Since you're using the LGPL, I suggest you follow the GNU project's recommendations: your copyright notices should look like
Copyright © 2013, 2014, 2015, 2016 cannatag
and you should simply update them all at the start of every year, assuming you're publishing every year (if your source code is publicly available during development, that could be construed as counting as publication). The GPL howto clarifies this:
Whichever license you plan to use, the process involves adding two elements to each source file of your program: a copyright notice (such as “Copyright 1999 Terry Jones”), and a statement of copying permission, saying that the program is distributed under the terms of the GNU General Public License (or the Lesser GPL).
The copyright notice should include the year in which you finished preparing the release (so if you finished it in 1998 but didn't post it until 1999, use 1998).
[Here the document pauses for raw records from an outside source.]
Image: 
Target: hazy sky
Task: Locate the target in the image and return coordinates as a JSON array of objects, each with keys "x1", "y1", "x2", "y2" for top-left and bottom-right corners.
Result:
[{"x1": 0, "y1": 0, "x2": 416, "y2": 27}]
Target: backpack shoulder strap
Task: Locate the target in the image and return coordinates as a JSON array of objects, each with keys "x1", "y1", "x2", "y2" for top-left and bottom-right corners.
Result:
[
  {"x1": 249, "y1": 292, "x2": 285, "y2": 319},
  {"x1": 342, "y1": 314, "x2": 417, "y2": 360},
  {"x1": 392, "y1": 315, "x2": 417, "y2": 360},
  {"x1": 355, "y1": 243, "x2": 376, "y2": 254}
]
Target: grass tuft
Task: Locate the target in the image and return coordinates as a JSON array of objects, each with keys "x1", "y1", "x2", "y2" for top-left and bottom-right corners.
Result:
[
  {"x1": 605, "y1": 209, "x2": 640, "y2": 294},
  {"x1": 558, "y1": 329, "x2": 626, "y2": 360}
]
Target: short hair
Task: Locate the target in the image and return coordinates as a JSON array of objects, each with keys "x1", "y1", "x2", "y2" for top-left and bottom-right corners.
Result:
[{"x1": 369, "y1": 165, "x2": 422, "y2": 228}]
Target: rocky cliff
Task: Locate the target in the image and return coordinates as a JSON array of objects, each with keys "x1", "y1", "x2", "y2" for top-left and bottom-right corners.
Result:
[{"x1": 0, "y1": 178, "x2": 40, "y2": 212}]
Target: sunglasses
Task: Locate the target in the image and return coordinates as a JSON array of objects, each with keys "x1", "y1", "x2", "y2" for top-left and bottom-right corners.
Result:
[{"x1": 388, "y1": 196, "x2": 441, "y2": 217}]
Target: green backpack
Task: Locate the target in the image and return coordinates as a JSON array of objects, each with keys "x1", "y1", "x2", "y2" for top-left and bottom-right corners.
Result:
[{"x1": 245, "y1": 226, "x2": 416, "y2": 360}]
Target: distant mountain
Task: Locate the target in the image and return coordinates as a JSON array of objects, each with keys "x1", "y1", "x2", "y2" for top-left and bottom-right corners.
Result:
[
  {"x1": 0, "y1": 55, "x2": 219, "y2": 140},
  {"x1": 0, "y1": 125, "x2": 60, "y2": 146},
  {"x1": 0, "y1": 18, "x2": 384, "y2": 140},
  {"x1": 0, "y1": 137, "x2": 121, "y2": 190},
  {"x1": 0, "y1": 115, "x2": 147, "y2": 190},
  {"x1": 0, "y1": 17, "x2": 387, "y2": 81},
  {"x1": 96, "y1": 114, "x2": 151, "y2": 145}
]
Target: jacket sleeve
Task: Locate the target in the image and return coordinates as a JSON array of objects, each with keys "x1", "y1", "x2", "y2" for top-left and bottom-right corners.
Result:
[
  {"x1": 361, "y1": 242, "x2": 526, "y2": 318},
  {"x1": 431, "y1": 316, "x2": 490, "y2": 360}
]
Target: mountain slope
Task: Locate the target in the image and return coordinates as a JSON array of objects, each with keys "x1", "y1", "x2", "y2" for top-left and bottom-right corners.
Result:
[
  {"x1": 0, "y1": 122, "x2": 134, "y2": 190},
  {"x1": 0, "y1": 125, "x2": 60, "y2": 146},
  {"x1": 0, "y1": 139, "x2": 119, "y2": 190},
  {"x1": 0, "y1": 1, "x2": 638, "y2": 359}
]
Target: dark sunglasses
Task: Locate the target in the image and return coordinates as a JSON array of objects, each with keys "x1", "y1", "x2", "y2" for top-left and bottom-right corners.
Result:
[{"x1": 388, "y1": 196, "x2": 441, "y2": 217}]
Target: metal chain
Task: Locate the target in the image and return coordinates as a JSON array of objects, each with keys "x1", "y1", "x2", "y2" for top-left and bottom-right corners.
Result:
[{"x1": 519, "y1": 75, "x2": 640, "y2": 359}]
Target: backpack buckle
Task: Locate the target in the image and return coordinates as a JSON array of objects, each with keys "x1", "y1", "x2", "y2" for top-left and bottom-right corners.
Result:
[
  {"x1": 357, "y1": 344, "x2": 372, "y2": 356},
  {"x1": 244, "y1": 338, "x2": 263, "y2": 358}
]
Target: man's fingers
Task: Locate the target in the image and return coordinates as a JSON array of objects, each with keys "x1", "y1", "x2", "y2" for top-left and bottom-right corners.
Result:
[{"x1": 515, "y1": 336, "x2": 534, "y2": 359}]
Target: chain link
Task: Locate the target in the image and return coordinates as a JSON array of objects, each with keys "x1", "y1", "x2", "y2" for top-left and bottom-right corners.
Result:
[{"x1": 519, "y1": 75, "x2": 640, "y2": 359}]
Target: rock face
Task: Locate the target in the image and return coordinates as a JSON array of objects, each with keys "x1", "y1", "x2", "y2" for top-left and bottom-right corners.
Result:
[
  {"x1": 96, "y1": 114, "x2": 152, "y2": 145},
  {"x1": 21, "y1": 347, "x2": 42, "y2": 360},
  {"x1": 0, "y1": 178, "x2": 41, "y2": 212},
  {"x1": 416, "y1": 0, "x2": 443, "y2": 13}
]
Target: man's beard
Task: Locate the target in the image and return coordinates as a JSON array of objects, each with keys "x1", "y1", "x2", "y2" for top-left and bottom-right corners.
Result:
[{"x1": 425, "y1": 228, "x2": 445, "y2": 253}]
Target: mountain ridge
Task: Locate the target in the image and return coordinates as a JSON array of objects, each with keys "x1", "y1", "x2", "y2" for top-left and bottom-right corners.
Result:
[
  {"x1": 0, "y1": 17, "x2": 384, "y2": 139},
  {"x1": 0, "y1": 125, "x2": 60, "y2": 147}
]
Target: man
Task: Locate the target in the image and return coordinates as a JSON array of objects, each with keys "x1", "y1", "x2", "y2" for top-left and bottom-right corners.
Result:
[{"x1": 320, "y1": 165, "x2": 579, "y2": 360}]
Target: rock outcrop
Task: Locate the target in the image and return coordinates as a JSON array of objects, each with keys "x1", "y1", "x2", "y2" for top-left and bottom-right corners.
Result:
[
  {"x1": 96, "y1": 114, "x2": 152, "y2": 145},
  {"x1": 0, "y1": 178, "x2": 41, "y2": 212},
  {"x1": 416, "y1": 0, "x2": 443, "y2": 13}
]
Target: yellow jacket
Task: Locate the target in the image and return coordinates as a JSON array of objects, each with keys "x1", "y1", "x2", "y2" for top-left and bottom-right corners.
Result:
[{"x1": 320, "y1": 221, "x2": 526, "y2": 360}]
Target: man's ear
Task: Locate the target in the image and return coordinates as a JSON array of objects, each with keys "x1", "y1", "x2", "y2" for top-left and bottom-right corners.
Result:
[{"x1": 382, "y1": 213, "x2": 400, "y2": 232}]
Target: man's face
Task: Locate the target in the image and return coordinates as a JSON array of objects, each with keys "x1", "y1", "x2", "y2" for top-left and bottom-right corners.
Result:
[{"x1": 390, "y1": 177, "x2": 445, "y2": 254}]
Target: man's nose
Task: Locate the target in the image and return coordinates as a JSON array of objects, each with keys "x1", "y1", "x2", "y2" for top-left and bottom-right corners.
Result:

You should add the proper year for each release; for example, “Copyright 1998, 1999 Terry Jones” if some versions were finished in 1998 and some were finished in 1999. If several people helped write the code, use all their names.
If you want to play it safe and avoid any accusation of over-reaching in your copyright notices (I have no idea how much of a risk that is), you might instead want to update the years only when you make non-trivial changes to the relevant files; so you'd end up with a variety of copyright notices depending on when each file was edited:
Copyright © 2013, 2015 cannatag
Copyright © 2014, 2016 cannatag
Copyright © 2014, 2015, 2016 cannatag
Other projects have different recommendations; thus the Eclipse Foundation recommends mentioning the first and last year of publication in each file:
Copyright © 2013, 2016 cannatag
Even that is subject to interpretation, and for example in OpenDaylight we use the Eclipse form, per-file: each file has a copyright notice with the year it was created in and the last year it was updated in.
You should avoid ranges though, they don't have a definition in US copyright law at least.
Given the variety of practices out there I can't see the details actually having an impact beyond documentation; when it comes to courts, it seems to me that actual copyright is decided based on more than the notices themselves (see for example Conservancy's analysis of Christoph Hellwig's contributions to the kernel). (Of course I am not a lawyer and you should consult one if this is troubling you.)